Despite James's initial fears, the eventual addition of Koster and guitarist/saxophonist/vocalist Carl Broemel — the first two to audition — worked out perfectly, even down to their physical resemblance to Cash and Quaid. The new lineup also augured well for the recorded material, with the band's next album, Z, marking a stunning leap forward. My Morning Jacket abandoned the heavy reverb and grain-silo recording technique of earlier albums in favor of an outside producer and a studio nestled in the Catskills.

Evil Urges, the group's fifth LP, released this past June, was one of this year's most anticipated, and it doesn't disappoint, for the band seems to find a common ground between the hazy hayseed vibe of the first two records and the proggy stoner-rock of Z. Joe Chiccarelli, the Grammy-nominated producer brought in to work on Evil Urges, ranks MMJ among the finest acts he's worked with, a list that includes, among others, Frank Zappa, Elton John, Beck, the Shins, and the White Stripes.

"Jim is one of the best songwriters in music.

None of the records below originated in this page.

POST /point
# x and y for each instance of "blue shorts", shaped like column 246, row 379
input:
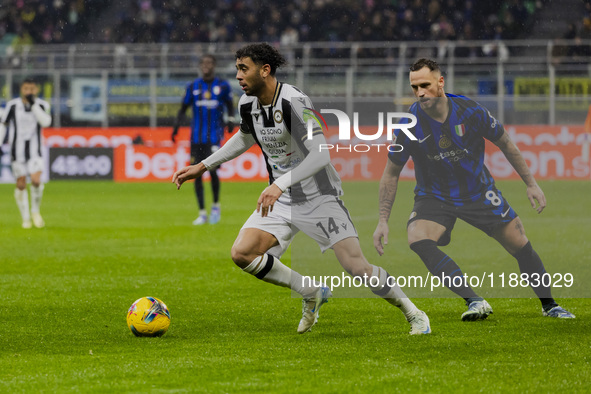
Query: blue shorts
column 486, row 214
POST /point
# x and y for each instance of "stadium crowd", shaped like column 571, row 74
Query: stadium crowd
column 281, row 21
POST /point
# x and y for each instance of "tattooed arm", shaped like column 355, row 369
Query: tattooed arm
column 388, row 187
column 512, row 153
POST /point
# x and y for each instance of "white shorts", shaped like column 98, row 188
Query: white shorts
column 324, row 219
column 20, row 169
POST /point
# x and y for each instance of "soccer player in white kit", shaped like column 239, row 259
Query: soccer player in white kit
column 303, row 192
column 23, row 119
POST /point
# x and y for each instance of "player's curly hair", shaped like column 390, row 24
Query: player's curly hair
column 262, row 54
column 429, row 63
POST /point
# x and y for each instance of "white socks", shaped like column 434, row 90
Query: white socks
column 22, row 202
column 389, row 290
column 270, row 269
column 36, row 194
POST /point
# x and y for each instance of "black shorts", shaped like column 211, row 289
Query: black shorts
column 486, row 214
column 200, row 152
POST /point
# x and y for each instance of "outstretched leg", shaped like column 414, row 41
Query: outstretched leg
column 348, row 252
column 249, row 252
column 512, row 237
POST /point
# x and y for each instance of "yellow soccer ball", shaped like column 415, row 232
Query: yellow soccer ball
column 148, row 317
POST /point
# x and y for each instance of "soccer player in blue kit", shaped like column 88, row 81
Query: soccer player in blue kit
column 208, row 96
column 453, row 182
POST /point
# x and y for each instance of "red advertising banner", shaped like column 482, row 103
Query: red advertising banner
column 144, row 154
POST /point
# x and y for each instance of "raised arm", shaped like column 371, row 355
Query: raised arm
column 387, row 193
column 512, row 153
column 237, row 145
column 314, row 162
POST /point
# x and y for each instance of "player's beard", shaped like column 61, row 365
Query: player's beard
column 255, row 88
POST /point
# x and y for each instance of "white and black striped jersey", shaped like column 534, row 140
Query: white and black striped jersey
column 279, row 129
column 23, row 128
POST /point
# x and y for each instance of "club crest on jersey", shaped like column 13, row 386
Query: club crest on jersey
column 444, row 142
column 256, row 115
column 278, row 116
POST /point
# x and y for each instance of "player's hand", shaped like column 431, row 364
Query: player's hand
column 188, row 173
column 382, row 231
column 267, row 199
column 534, row 193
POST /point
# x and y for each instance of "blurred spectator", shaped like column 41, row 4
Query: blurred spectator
column 289, row 21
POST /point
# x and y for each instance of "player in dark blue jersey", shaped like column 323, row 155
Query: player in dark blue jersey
column 453, row 182
column 207, row 96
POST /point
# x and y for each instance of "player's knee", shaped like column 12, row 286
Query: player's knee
column 414, row 237
column 361, row 271
column 241, row 257
column 423, row 246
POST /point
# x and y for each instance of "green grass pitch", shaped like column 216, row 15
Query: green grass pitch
column 65, row 291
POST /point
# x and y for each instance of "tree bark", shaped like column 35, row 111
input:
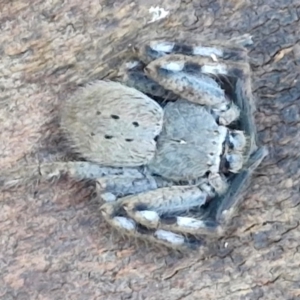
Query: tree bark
column 55, row 244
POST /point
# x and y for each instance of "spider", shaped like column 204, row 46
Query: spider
column 171, row 147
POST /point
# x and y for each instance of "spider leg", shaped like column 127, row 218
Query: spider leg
column 132, row 74
column 226, row 205
column 226, row 50
column 190, row 77
column 78, row 170
column 141, row 215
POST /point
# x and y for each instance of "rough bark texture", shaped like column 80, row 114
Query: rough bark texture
column 54, row 244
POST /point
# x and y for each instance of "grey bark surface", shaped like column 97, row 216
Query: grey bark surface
column 54, row 243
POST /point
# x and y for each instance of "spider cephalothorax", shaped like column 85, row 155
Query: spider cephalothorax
column 171, row 146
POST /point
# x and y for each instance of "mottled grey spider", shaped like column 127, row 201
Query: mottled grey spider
column 171, row 147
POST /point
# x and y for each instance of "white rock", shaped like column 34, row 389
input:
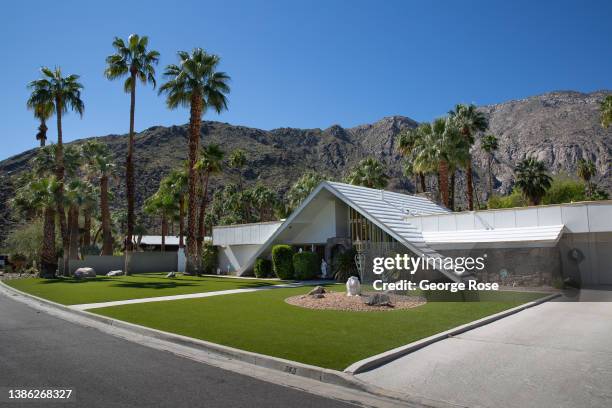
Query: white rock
column 85, row 273
column 353, row 287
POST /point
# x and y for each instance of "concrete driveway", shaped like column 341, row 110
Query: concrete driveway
column 557, row 354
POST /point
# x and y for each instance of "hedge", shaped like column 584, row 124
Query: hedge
column 263, row 268
column 282, row 261
column 306, row 265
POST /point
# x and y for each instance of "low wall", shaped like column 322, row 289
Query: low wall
column 141, row 262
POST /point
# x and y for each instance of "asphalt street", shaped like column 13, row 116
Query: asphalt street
column 41, row 351
column 557, row 354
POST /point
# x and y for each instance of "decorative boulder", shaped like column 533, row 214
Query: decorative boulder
column 319, row 290
column 85, row 273
column 353, row 287
column 378, row 299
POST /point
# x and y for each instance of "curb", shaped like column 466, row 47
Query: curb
column 378, row 360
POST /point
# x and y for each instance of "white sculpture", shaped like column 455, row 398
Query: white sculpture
column 323, row 269
column 353, row 287
column 85, row 272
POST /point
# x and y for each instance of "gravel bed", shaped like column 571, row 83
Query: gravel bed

His lyrics are intelligent and thoughtful, and like all great rock and roll groups, the band's whole is greater than the sum of its parts," Chiccarelli says. "Everyone's strengths and weaknesses add up to something magical. When they click, they make their own noise, and as a producer, that's what you live for. I'd put them in a league with Wilco or Radiohead."

Evil Urges also finds the band experimenting with funk and soul in ways that had only been hinted at earlier with "Cobra" and a widely circulated and gorgeous cover of Erykah Badu's "Tyrone." The new direction stems from James's fascination with the idea of music at its peripheries and the constant search for that indefinable blur of sound when the concept of "genre" becomes meaningless.

"When I was writing the album, I was listening to a lot of gospel and Seventies soul," says James, who recently relocated to New York City from his longtime Louisville home. "Curtis Mayfield. Marvin Gaye. Sam Cooke. The Hot Buttered Soul album and their roots back through the church, to the point when soul, funk, and religious music became indistinguishable from one another."

The album's title, Evil Urges, reflects James's own fascination with organized religion and morality, and his personal struggles to find faith.

"It's funny thinking of human beings and their urges, and how their urges can be unrealistic fantasies at times. The whole notion of morality has been skewed by organized religion. People end up doing all kinds of crazy things and are willing to engage in all sorts of arguments about faith," James says. "I think about religion a lot, from listening to gospel music, to attending church trying to find some sort of faith for myself. I haven't been able to find it yet. I've tried hard, but something's just not hitting me."

Maybe he should go to a My Morning Jacket concert.